Basis ist das Verständnis der Bildgestaltung, um einen Film im Alleingang so umzusetzen, wie der Kunde ihn sich vorstellt bzw. der Rezipient ihn erwartet. Der Umgang mit der eingesetzten Technik muss blind erfolgen können, um sein Equipment jederzeit anzupassen. Zeitmanagement spielt ebenfalls eine große Rolle. Abläufe vor Ort müssen verinnerlicht sein, um in hektischen Situationen „seinen Fahrplan“ zu kennen. Dazu gehört auch das schnelle adaptieren von neuen Gegebenheiten.

Bei langen Drehtagen und Einsätzen über mehrere Tage muss die Vorbereitung des Equipments als auch der eigenen Physis stimmen. Sprich: Ein VJ muss nicht nur an die Akkus der Technik denken, sondern auch an den eigenen. 😉

Welches Equipment benutzt ein VJ? Was ist im VJ-Equipment enthalten?

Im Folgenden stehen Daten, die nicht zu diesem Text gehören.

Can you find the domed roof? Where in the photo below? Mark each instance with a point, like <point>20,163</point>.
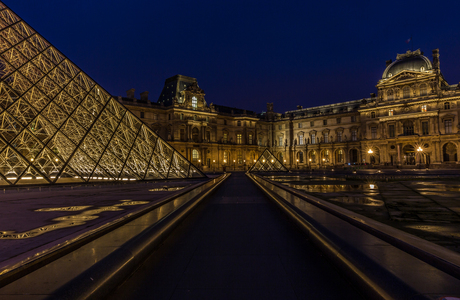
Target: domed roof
<point>410,61</point>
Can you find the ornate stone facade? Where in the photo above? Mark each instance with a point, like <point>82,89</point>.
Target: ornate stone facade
<point>411,121</point>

Das VJ-Equipment richtet sich nach den Anforderungen der Produktion. Grundsätzlich enthält das Basis-Setup jedoch:

  • Handheld-Camcorder (z.B. Sony FS5/FS7, Panasonic AVX-Serie) oder DSLR-Kamera (z.B. Sony Alpha)
  • Je nach Kamera-System Wechseloptiken
  • Richtmikrofonie und/oder Ansteckmikrofone
  • Stativ
  • LED-Lampen, als Kamera-Aufsatz oder eigenständig
  • Laptop für Postproduktion
  • Festplatten/RAIDs zur Datensicherung

Je nach Produktion kann diese Basis um einiges ausgebaut werden. Das Zusatzequipment wird mit dem Kunden vorher abgestimmt und berechnet. Von GoPros für Fahraufnahmen über einen Gimbal für ruhige Gänge bis hin zur Drohne, um eine spektakuläre Außenaufnahme zu generieren, und weitere spezielle Objektive mit verschiedenen Brennweiten, um Interviews einen speziellen Look zu geben, oder bei Podiumsdiskussionen „nah dran“ zu sein.

Bewährt für VJ-Drehs haben sich professionelle Handheld-Camcorder, die (mittlerweile in 4K) aufgrund der Chip-Technik als auch der benutzten Codecs eine hohe Bild-Qualität bei gleichzeitig komfortabler Bedienbarkeit besitzen. DSLR-Kameras bieten sowohl aufgrund Ihrer technischen Möglichkeiten als auch Ihrer Kompaktheit Vorteile bei reinen Bild-Aufnahmen in zum Beispiel engen Räumen.